A hard Brexit does not come close to meeting that test. Neither will a shift to Rees-Mogg style right-wing demagoguery. A thumping Tory majority will, potentially, allow Johnson to ignore his swivel-eyed loons..

If “ all politicians are liars”  don’t their lies  catch up with them? Is  it just a lust for power than motivates them?   During election campaigns  they almost always  aim to please and refuse to admit the need to make tough choices. Wold Jo Swinson be faring better if she had slain the Lib Dem dragon and admitted that a degree of austerity had been needed in the days of  Con- Lib coalition? I heard her floundering this morning  when asked if trans people should be allowed to self identify as female. I sympathised at first but then  I thought, ” nobody  asked you to be a politician much less a party leader, Jo,  and politicians aiming for government have to decide”.

However desperate they are for votes, the one taboo that survives is blaming the voters themselves.  Journalists like Robert Crampton of the Times have no such inhibitions. He asks, “Why do politicians  lie? Because voters don’t want the truth”

The reason being that unlike you and me, a great many of our fellow countrymen and women aren’t that bothered about the democratic process. They don’t take it nearly as seriously as we do, partly because they genuinely feel disempowered and overlooked, and partly because, in the face of adversity, people learn that if you don’t laugh, you’ll cry. And partly, I think, satire and scepticism have long been a feature of our national character — and there still is a national character, even in these schismatic times — not to take very much, least of all politics, too seriously. This attitude has served us well in rejecting extremism. As George Orwell remarked in England Your England, the military goose-step is not used on this island “because the people in the street would laugh”…

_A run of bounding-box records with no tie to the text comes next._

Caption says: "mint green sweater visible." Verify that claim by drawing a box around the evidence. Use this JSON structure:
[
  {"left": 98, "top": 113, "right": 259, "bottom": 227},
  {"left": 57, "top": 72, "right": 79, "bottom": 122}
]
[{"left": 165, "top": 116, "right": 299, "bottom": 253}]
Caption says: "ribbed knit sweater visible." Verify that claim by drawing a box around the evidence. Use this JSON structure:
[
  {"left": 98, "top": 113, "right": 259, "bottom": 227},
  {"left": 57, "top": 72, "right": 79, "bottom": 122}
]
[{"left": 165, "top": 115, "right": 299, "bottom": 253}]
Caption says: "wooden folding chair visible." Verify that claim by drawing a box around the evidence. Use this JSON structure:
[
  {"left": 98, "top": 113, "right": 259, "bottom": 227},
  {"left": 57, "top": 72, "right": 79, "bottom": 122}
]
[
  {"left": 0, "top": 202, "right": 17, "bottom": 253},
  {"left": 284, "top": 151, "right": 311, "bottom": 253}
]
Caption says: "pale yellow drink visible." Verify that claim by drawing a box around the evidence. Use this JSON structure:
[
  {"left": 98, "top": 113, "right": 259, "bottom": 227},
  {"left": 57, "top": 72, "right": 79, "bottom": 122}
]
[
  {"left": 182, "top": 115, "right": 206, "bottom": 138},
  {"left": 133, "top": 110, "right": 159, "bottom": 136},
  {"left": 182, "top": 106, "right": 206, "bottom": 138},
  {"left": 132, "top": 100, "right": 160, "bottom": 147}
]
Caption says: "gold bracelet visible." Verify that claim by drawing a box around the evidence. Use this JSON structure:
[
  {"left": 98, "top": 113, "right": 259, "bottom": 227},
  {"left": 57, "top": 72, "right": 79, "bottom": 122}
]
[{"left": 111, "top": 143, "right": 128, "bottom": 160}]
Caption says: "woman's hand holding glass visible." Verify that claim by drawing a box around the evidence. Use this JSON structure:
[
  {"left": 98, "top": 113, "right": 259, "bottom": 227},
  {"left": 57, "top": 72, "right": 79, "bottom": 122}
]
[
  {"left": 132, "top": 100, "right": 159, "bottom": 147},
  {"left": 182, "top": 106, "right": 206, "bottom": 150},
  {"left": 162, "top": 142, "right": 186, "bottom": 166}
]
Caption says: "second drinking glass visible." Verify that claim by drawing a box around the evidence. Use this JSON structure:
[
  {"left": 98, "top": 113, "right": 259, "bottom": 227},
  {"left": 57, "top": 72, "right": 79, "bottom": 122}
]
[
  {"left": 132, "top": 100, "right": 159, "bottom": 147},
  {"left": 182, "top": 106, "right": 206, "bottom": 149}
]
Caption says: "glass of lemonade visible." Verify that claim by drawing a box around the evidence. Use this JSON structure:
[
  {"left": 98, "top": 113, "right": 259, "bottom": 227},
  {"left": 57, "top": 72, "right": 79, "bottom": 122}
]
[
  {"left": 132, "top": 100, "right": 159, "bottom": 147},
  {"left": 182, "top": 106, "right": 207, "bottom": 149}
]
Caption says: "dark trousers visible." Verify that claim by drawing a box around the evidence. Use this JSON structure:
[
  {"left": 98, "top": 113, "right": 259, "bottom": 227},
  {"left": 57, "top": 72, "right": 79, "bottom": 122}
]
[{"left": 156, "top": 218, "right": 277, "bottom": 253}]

I thought: do politicians lie all the time? If so, would it be better if they told the truth?

The short answer to the first question is No. The data suggests British politicians are rather good at fulfilling their manifesto pledges compared with those of other countries. Yet it cannot be denied that our tribunes do have a habit of shying away from telling the electorate the full story. That’s because the answer to the second question is an even more emphatic No. It would not be better if politicians told the truth because the electorate doesn’t want to hear the truth and it would be political suicide for whoever was doing the telling.

Consider the fate of an aspiring politician who made a speech incorporating the following inconvenient truths. You, the voters, simultaneously demand a low level of tax and a high level of public services. You don’t want personally to look after your elderly relatives, as people do in Spain and Italy, but you’ll be damned if you’re going to pass up inheriting the parental home in order to fund state provision. (Theresa May proposed this very policy, the so-called dementia tax, at the last election and lost her majority as a result.)

Moving on, large numbers of poorer people don’t want to do low-paid jobs in health and social care, hospitality or agriculture but don’t much like immigrants coming here to do those jobs instead. Large numbers of richer people want the state to subsidise their children’s higher education and their commute to work by rail. And also, of course, pay them pensions for 20 years or more after they retire. Pensions that a lot of them don’t really need.

We’re living longer but many of us don’t want to work longer. We want to feel safe and secure but don’t want to pay for more police officers. We want to rule the waves but don’t want to pay more for the armed services. We hate every new bypass except for the one which benefits our village. We want more houses, wind farms, prisons and railways — only not where we live. We want unlimited free healthcare while greedily eating and drinking quantities of food and booze that will make us ill. And so on.

Good luck to the death wish candidate who tells these truths to the electorate.